Concernant la mise en place de l’insurrection, quelles étaient les consignes ?

André Carrel. Le CPL a lancé un appel à toutes les entreprises de la région parisienne afin de créer des milices patriotiques pour neutraliser les Allemands. Nous avons eu de nombreuses discussions avec Rol-Tanguy pour savoir si nous étions prêts à lancer le mot d’ordre de l’insurrection. En tant que dirigeant des FFI, il était d’accord. Je me suis ensuite rendu avec Tollet à la réunion du CNR où unanimement le CPL et le CNR ont déclenché l’insurrection.

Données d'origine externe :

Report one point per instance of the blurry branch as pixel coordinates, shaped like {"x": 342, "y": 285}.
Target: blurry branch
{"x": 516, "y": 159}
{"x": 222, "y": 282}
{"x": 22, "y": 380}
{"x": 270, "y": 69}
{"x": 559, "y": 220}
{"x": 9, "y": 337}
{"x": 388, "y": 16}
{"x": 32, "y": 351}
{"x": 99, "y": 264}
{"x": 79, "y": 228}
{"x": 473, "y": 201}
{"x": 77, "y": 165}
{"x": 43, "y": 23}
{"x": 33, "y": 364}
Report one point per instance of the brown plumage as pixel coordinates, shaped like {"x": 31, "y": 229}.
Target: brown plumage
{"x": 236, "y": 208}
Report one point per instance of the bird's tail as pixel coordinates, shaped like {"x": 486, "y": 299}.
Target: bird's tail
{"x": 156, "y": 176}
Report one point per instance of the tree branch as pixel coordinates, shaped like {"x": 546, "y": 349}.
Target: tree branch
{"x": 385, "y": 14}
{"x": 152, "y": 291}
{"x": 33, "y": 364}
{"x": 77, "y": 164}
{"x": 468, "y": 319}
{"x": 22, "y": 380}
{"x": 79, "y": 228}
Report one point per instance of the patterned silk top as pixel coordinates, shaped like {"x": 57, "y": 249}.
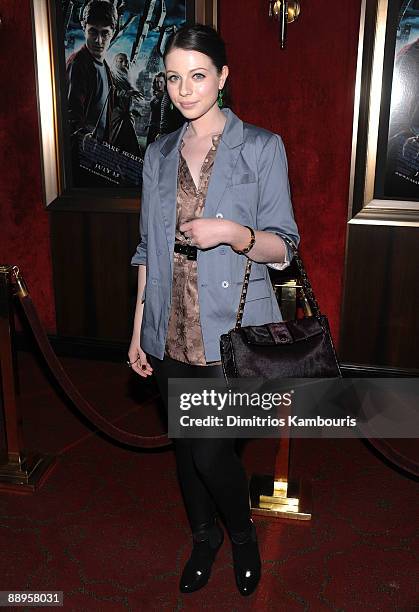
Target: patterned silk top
{"x": 184, "y": 337}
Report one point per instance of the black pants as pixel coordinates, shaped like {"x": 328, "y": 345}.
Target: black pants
{"x": 210, "y": 473}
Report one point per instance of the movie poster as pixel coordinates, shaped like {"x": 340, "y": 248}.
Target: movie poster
{"x": 116, "y": 99}
{"x": 402, "y": 167}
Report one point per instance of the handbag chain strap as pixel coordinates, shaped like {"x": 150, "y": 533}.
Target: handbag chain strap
{"x": 307, "y": 288}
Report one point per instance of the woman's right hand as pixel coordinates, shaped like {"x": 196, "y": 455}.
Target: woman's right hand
{"x": 138, "y": 359}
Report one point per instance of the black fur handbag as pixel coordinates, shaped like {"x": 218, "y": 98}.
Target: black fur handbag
{"x": 302, "y": 348}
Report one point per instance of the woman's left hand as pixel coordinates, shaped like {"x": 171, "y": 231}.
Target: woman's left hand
{"x": 207, "y": 233}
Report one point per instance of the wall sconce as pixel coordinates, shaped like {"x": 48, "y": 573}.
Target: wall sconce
{"x": 286, "y": 11}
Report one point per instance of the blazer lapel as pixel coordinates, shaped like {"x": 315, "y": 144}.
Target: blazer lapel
{"x": 168, "y": 174}
{"x": 225, "y": 161}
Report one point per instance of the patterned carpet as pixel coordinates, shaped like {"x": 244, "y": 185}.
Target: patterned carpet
{"x": 109, "y": 529}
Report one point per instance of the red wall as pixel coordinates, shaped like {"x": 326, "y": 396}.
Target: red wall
{"x": 305, "y": 93}
{"x": 24, "y": 229}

À peine avait-on fini d’écrire l’appel, qu’on entendait déjà des coups de feu dans les rues. La reprise des mairies a été un événement considérable. Il y avait un double mouvement : mettre les Allemands à la porte et revenir sur Vichy.

Où étiez-vous le jour de l’insurrection ?

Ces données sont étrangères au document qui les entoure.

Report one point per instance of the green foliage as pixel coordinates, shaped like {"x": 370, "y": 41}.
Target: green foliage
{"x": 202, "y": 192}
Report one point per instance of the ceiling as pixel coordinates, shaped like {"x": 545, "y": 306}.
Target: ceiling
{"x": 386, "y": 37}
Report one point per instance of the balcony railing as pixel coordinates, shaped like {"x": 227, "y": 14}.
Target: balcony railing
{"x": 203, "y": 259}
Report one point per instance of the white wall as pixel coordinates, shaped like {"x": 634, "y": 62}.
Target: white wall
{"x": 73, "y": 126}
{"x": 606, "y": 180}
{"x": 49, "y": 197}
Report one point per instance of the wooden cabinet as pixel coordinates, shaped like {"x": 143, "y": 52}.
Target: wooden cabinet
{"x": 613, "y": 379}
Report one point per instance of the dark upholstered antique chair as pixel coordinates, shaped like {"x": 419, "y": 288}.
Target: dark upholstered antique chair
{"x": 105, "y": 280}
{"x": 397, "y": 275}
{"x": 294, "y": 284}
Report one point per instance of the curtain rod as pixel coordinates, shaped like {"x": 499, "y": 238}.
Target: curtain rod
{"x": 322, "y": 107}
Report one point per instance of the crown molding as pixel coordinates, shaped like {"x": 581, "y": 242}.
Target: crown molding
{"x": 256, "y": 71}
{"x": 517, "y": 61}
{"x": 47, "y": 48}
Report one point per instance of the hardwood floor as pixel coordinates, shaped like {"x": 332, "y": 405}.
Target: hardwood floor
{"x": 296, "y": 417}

André Carrel. La direction du Front national, du Parti communiste et des FTP étions retranchés à Montfermeil. Nous avions décidé de ne pas prendre les zones officielles pour éviter la répression allemande. Sauf que Léo Hamon et quelques autres ont décidé de prendre l’Hôtel de Ville. Lorsqu’il est entré, d’autres s’y étaient déjà infiltrés. Il nous a appelés et nous sommes rentrés à quatre pattes avec Tollet dans l’Hôtel de Ville. Nous nous sommes installés là. Nous avons mis en place une série d’opérations pour garder des liens avec les mairies reprises, les policiers et les groupes de résistance. Les avant-gardes de l’armée Leclerc sont arrivées. J’ai accueilli le capitaine Dronne. L’insurrection a été ainsi dirigée depuis l’Hôtel de Ville. Cet élan national, exceptionnel, doit être raconté, en particulier aux jeunes générations. Il est essentiel de leur expliquer ce qu’a été la Résistance car elle fait partie de leur histoire et de l’histoire de France.

Au cœur de la Libération de Paris, André Carrel, Éditions sociales, 1994.